Policy Gradient Algorithm’s Mathematics Explained with PyTorch Implementation

Last Updated on May 25, 2023 by Editorial Team

Author(s): Ebrahim Pichka

Originally published on Towards AI.

Table of Content

· Introduction
· Policy Gradient Method
∘ Derivation
∘ Optimization
∘ The Algorithm
· PyTorch Implementation
∘ Networks
∘ Training Loop (Main algorithm)
∘ Training Results
· Conclusion
· References

Introduction

Reinforcement Learning (RL) is a subdomain of AI that aims to enable machines to learn and improve their behavior by interacting with an environment and receiving feedback in the form of reward signals. This environment is mathematically formulated as a Markov Decision Process (MDP) where at each timestep, the agent is known to be at a certain state (s ∈ S) where it is able to take action (a ∈ A). This action results in a transition from state s to a new state (s’ ∈ S) with a certain probability from a dynamics function P(s, a, s’) and receiving a scalar reward r from a reward function R(s, a, s’). That said, MDPs can be shown by a tuple of sets (S, A, P, R, γ) in which γ ∈ (0, 1] is a discount factor for future steps’ rewards.

RL algorithms can be generally categorized into two groups i.e., value-based and policy-based methods. Value-based methods aim at estimating the expected return of the states and selecting an action in that state which results in the highest expected value, which is rather an indirect way of behaving optimally in an MDP environment. In contrast, policy-based methods try to learn and optimize a policy function, which is basically a mapping from states to actions. The Policy Gradient (PG) method [1][2] is a popular policy-based approach in RL, which directly optimizes the policy function by changing its parameters using gradient ascent.

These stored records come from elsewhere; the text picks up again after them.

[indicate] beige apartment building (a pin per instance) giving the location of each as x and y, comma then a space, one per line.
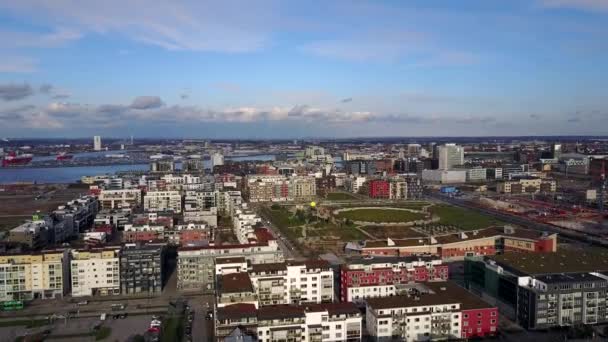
122, 198
527, 185
95, 272
38, 275
163, 201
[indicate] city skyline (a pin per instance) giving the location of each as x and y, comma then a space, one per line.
289, 69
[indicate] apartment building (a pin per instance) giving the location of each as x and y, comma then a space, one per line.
267, 188
379, 188
33, 234
460, 245
233, 288
450, 155
143, 232
313, 322
196, 264
527, 185
142, 268
354, 184
189, 233
77, 215
430, 311
95, 272
243, 222
383, 276
121, 198
291, 282
40, 275
311, 281
562, 289
163, 201
114, 218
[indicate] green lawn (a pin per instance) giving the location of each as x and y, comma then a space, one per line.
28, 323
340, 196
463, 218
103, 333
282, 218
380, 215
172, 329
344, 232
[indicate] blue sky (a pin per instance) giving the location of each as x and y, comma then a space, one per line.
288, 69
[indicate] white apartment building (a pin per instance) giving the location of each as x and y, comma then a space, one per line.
450, 155
476, 175
311, 281
445, 176
97, 143
413, 318
95, 272
217, 159
163, 201
310, 323
243, 221
37, 275
196, 264
353, 184
120, 198
292, 282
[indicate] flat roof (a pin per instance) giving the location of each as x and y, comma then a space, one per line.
436, 293
565, 260
269, 267
235, 283
229, 260
569, 278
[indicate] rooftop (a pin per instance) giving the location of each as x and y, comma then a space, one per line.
436, 293
280, 312
270, 267
232, 260
565, 260
569, 278
236, 311
235, 283
393, 260
456, 237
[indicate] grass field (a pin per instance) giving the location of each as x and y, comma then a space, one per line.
463, 218
396, 232
340, 196
282, 218
172, 329
380, 215
414, 205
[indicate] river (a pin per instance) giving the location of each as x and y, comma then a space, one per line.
73, 174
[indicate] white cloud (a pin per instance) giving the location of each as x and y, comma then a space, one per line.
585, 5
13, 91
223, 26
56, 38
17, 64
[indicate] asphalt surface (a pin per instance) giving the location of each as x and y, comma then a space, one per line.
518, 220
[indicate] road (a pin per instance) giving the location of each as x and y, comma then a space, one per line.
518, 220
286, 246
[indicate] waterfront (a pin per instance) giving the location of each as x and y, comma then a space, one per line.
73, 174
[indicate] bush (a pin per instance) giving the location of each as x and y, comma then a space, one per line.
103, 333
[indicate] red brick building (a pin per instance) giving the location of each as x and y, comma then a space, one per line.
474, 243
379, 188
379, 276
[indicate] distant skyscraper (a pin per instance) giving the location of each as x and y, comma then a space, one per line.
217, 159
413, 150
97, 143
450, 155
556, 151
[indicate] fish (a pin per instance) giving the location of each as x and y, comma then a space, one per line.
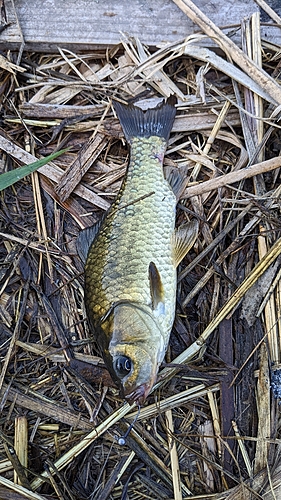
131, 257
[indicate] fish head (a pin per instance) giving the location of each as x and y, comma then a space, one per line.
135, 351
136, 371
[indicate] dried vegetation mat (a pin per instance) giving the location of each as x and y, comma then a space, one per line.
211, 427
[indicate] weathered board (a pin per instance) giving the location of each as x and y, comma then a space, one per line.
90, 24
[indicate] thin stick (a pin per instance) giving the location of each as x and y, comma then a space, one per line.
174, 456
269, 11
224, 180
230, 48
21, 443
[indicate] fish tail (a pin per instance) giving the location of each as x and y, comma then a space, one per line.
152, 122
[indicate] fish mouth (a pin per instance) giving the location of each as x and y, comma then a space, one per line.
139, 395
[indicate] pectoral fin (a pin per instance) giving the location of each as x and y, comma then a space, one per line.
184, 238
85, 239
156, 288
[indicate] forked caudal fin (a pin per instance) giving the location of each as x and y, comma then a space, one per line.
152, 122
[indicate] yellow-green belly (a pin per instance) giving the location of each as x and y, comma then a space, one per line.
137, 231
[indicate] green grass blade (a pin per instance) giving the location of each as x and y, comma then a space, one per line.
9, 178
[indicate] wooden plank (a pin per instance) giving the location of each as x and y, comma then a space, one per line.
90, 24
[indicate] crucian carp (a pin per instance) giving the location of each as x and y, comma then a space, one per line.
132, 257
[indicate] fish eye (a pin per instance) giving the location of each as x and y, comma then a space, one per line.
122, 366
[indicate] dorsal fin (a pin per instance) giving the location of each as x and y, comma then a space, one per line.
184, 238
176, 179
85, 239
156, 287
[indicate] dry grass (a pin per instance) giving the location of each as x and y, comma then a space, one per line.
211, 427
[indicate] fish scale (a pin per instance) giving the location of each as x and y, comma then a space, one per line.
130, 270
143, 230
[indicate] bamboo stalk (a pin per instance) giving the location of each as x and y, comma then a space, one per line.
16, 488
21, 444
236, 176
259, 269
243, 450
230, 48
264, 413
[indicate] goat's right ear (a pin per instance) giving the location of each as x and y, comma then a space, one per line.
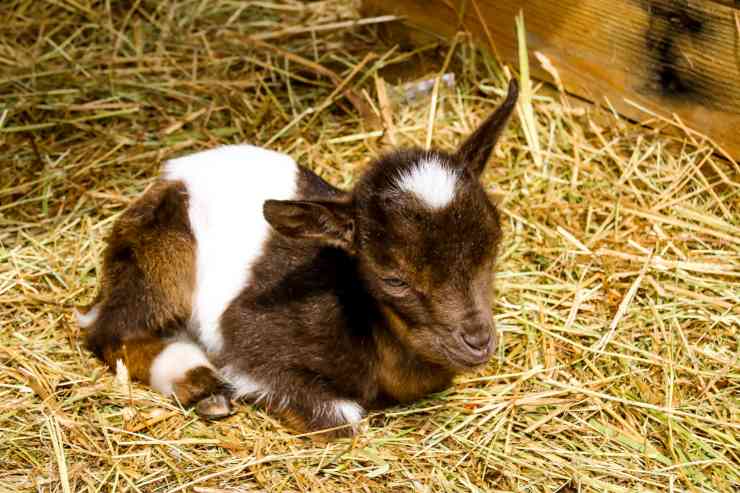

PG has some advantages over value-based methods, especially when dealing with environments with continuous action spaces or high stochasticity. PG can also handle non-differentiable policies, making it suitable for complex scenarios. However, PG can suffer from some issues such as high variance in the gradient estimates, which can lead to slower convergence and/or instability.

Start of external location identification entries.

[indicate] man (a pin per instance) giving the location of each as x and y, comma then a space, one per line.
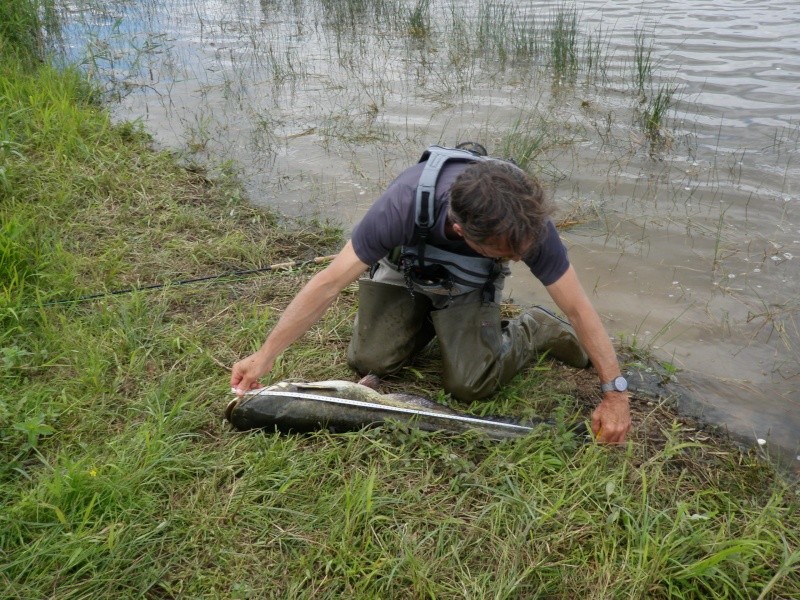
442, 274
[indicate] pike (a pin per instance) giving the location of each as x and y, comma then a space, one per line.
346, 406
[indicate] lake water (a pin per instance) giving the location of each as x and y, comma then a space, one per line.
689, 234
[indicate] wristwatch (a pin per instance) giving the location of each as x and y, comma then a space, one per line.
620, 384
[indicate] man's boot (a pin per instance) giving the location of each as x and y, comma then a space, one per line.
390, 327
480, 352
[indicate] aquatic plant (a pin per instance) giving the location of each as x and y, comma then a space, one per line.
564, 43
655, 112
642, 60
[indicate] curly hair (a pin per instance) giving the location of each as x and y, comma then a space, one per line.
494, 199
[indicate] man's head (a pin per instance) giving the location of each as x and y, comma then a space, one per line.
499, 210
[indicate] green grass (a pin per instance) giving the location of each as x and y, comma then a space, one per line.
119, 479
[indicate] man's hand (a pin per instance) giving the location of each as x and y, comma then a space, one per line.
246, 373
611, 420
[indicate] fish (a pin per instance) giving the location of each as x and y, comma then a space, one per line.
341, 406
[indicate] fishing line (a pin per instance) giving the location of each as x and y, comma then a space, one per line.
295, 264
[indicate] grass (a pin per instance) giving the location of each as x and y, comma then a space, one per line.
118, 478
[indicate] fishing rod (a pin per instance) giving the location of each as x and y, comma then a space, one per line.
294, 264
514, 429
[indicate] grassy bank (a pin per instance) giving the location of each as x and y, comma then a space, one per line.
118, 478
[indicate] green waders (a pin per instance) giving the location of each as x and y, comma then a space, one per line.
479, 351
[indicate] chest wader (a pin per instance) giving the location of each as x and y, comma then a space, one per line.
480, 352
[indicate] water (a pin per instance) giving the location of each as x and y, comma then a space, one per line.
690, 238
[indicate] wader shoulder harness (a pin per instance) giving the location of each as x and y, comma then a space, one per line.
434, 270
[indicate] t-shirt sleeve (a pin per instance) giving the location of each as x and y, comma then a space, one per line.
388, 223
550, 261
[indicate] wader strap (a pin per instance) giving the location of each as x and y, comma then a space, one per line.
434, 158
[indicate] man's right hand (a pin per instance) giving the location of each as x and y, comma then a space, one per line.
246, 373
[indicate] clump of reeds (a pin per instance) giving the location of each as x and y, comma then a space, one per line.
564, 43
654, 114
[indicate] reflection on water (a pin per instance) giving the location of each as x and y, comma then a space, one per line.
691, 244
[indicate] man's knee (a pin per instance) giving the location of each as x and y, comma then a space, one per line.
469, 390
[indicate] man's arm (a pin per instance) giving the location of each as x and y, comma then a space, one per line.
303, 311
611, 420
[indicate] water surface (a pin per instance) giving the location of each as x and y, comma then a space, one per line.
690, 240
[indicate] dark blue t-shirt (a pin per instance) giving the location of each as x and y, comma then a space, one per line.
390, 223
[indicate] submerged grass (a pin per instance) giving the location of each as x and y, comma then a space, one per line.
118, 478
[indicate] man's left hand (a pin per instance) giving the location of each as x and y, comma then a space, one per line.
611, 420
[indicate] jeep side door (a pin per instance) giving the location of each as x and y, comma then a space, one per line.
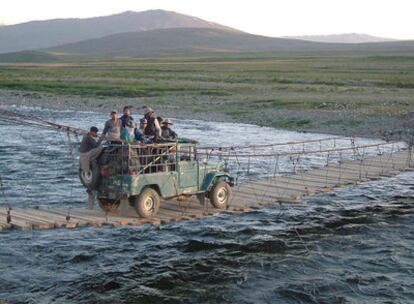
188, 174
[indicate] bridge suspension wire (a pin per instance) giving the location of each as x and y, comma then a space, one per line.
289, 143
18, 118
355, 148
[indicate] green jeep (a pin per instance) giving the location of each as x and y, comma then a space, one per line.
144, 174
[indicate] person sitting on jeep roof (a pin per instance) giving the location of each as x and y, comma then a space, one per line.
139, 132
112, 129
89, 149
128, 132
153, 127
126, 116
166, 132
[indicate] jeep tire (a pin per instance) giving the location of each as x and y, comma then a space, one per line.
220, 195
147, 203
91, 179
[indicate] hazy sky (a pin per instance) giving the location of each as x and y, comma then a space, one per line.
388, 18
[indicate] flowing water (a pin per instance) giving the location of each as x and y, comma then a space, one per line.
354, 245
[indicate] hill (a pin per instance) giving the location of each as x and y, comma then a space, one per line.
48, 33
193, 41
28, 56
342, 38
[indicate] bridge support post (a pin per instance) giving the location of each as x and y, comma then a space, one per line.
124, 207
91, 199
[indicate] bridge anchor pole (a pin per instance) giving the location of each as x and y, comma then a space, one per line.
91, 199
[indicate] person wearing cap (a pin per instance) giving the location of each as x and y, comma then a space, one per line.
112, 129
128, 132
126, 116
166, 132
153, 128
90, 148
139, 132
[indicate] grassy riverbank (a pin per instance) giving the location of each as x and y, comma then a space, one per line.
353, 95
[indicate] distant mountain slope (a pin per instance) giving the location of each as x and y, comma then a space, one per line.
44, 34
201, 40
342, 38
28, 56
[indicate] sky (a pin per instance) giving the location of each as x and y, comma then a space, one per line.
275, 18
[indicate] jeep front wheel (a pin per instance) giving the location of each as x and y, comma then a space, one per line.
220, 195
147, 203
90, 179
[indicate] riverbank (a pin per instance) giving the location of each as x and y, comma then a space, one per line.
342, 122
370, 96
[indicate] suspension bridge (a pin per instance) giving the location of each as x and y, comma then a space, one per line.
265, 174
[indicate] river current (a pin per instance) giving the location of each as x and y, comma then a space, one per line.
355, 245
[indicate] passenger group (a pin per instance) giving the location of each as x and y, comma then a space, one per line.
151, 129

In this post, we will lay out the Policy Gradient method in detail, while examining its strengths and limitations. We will discuss the intuition behind PG, how it works, and also provide a code implementation of the algorithm. I will try to cover various modifications and extensions that have been proposed to improve its performance in further posts.

Policy Gradient Method

As explained above, Policy Gradient (PG) methods are algorithms that aim to learn the optimal policy function directly in a Markov Decision Processes setting (S, A, P, R, γ). In PG, the policy π is represented by a parametric function (e.g., a neural network), so we can control its outputs by changing its parameters. The policy π maps state to actions (or probability distributions over actions).

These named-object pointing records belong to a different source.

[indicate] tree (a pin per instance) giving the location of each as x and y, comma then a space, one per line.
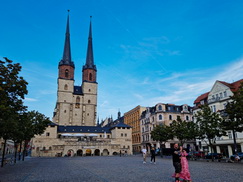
32, 123
183, 130
209, 125
162, 134
233, 114
13, 88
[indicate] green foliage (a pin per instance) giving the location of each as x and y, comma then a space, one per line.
233, 118
209, 124
162, 133
13, 88
184, 130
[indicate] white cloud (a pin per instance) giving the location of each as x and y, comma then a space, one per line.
30, 99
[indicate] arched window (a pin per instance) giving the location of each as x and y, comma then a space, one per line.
90, 76
66, 73
66, 87
170, 117
78, 99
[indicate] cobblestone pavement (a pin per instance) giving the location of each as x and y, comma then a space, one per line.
115, 169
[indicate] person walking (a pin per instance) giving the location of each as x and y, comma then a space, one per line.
144, 151
185, 173
176, 162
152, 151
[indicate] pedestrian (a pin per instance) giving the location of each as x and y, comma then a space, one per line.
176, 162
144, 151
185, 173
152, 151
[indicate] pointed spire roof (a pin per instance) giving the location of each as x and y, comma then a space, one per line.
89, 57
66, 59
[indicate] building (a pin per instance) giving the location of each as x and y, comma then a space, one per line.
132, 118
163, 114
217, 99
74, 131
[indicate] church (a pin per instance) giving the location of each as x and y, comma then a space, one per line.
74, 131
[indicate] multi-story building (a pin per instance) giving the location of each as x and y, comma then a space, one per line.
132, 118
162, 114
217, 99
74, 130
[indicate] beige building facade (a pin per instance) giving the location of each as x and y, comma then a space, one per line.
132, 118
163, 114
74, 131
217, 99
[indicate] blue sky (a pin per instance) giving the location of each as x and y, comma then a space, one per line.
146, 52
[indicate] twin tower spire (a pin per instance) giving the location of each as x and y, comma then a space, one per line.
66, 60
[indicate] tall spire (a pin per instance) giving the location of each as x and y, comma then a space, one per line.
66, 59
90, 58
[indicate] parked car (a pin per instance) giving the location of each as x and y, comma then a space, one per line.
240, 154
214, 156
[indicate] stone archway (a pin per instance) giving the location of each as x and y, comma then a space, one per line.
80, 152
70, 153
88, 152
105, 152
97, 152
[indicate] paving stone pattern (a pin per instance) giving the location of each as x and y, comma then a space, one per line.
115, 169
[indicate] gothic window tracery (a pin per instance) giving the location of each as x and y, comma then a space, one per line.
66, 73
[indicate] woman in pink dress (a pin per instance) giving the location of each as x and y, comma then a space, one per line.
185, 173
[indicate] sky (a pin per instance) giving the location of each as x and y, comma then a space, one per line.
146, 51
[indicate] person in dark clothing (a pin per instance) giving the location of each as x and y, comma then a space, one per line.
152, 151
176, 162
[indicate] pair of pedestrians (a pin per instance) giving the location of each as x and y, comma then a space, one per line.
152, 151
180, 164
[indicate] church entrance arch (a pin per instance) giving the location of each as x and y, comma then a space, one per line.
105, 152
79, 152
88, 152
97, 152
70, 153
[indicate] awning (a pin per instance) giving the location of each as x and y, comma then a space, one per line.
66, 134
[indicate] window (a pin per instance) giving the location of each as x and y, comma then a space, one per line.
65, 87
78, 99
230, 134
66, 73
90, 76
225, 94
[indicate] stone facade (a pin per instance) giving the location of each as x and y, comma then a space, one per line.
162, 114
217, 98
132, 118
73, 131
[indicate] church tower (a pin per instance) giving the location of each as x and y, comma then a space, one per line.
89, 84
76, 105
62, 115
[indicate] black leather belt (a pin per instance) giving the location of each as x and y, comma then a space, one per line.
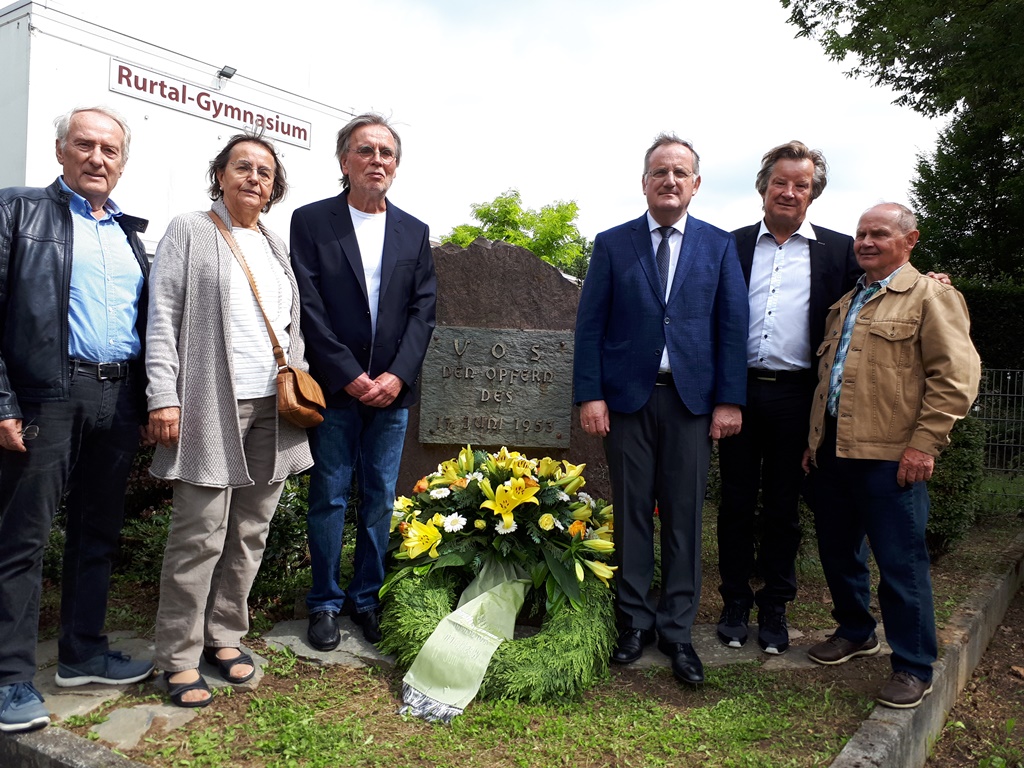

The goal of PG is to achieve a policy that maximizes the expected cumulative rewards over a trajectory of states and actions (A.K.A. the return). Let us go through how it achieves to do so.

Derivation

So, considering we have a policy function π, parameterized by a parameter set θ. Given a state as input, The policy outputs a probability distribution over actions at each state. Knowing this, first, we need to come up with an objective/goal so that we would want to optimize our policy function’s parameters with regard to this goal.

Note that this policy function could be approximated with any function approximation technique. However, in the case of Deep RL, we consider this function to be approximated by a Neural Network (with parameter set θ) that takes states (observations) as input and outputs the distribution over actions. It could be a discrete distribution for discrete actions or a continuous distribution for continuous actions.

In general, the agent’s goal would be to obtain the maximum cumulative reward over a trajectory of interactions (state-action sequences). So, let τ denote such trajectory i.e., a state-action sequence s₀, a₀, s₁, a₁, …, sₕ, aₕ, And R(τ) denote the cumulative reward over this trajectory a.k.a the return.

It is obvious that this trajectory τ, is a random variable because of its stochasticity. This makes R(τ) to be a stochastic function as well. As we can not maximize this stochastic function directly, we would want to maximize its expectation, meaning to maximize it on average case, while taking actions with policy π: E[ R(τ); π ].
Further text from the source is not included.